L'un d'eux regrette que le monastère n'ait pas clairement justifié sa décision au moment de son refus. "Je sens la tristesse de l'existence humaine aussi bien dans l'expérience de ceux qui ont
succombé à une mort violente que dans celle des hommes qui les ont tués. Le bouddhisme prône l'harmonie entre des choses très diverses. Je souhaite œuvrer à l'avènement d'une société où les hommes
seront capables d'accepter des convictions différentes", explique l'un d'entre eux.
Au Tibet comme au Myanmar, les moines ont pris la tête des mouvements de protestation.
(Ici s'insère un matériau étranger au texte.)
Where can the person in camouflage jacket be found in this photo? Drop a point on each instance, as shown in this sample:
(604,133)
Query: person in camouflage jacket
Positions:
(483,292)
Une expression pour comprendre cette attitude est celle de "bouddhisme engagé" ou bien de "bouddhisme
militant". Selon les enseignements du Bouddha, chacun doit chercher en soi-même les causes de ses souffrances, mais n'y en aurait-il pas d'autres au sein de la société ? Pendant la guerre du
Vietnam, des moines vivant au Sud-Vietnam s'en étaient violemment pris au gouvernement, qui, loin de chercher à mettre fin au conflit, réprimait les bouddhistes. Des photos de moines s'immolant par
le feu avaient alors circulé dans le monde entier. Pour certains, la raison d'être d'une religion se trouve dans sa capacité à transcender la réalité. Mais, lorsqu'un religieux partage la
souffrance d'autrui, n'est-il pas normal qu'il change de discours et de comportement ? Les événements du Tibet semblent avoir lancé une réflexion non seulement au sein du Zenko-ji mais, plus
largement, dans tout le monde religieux.